In patients with PSGN, the gross hematuria and reduced GFR generally resolve over several weeks. The hypertension resolves over 2 to 6 weeks. The C3 level becomes normal within 3 months, but microscopic hematuria and proteinuria can persist for up to a year. Failure of the C3 level to return to normal suggests membranoproliferative glomerulonephritis (MPGN), a distinct and chronic glomerulonephritis that can present in a fashion identical to that of PSGN. MPGN has an appreciably poorer prognosis and carries the risk of chronic renal failure.

OUTCOME OF THIS CASE

The gross hematuria in this child lasted 10 days.
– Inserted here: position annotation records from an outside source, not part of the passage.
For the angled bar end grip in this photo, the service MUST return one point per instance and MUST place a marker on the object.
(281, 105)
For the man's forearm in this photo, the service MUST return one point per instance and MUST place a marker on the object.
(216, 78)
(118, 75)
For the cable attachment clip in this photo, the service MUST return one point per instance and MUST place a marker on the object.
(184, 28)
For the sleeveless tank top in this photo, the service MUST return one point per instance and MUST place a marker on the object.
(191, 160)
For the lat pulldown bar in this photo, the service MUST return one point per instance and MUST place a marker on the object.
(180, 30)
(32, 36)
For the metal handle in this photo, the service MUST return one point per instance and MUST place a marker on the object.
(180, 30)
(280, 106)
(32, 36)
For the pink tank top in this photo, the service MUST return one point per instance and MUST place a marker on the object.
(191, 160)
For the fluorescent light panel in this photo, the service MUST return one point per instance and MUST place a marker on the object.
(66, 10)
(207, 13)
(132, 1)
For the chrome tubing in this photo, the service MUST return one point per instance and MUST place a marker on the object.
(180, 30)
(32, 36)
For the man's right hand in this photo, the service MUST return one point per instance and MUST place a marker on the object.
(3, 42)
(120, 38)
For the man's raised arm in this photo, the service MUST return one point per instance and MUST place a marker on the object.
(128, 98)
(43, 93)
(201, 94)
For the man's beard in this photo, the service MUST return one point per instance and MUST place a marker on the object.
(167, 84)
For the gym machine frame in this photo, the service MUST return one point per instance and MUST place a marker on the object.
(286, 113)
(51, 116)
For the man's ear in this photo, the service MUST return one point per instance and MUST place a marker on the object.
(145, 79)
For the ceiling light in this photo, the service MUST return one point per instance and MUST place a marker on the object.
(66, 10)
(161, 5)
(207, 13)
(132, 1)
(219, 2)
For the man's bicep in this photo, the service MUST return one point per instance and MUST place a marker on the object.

Normalization of creatinine and urea levels was coincident with the clearing of gross hematuria. The hypertension required the addition of a calcium channel blocker; this therapy was maintained for several weeks. The dosage was slowly tapered and the drug discontinued over several more weeks. The furosemide dosing was reduced to once a day after the gross hematuria resolved and was discontinued a week later.

At 3-month follow-up, the child felt well. His blood pressure was normal, as were levels of creatinine, urea, and C3. His urine still showed 5 to 10 red blood cells per high-power field, but there was no protein. Microscopic hematuria was still present at 6-month follow-up but had disappeared by 12-month follow-up.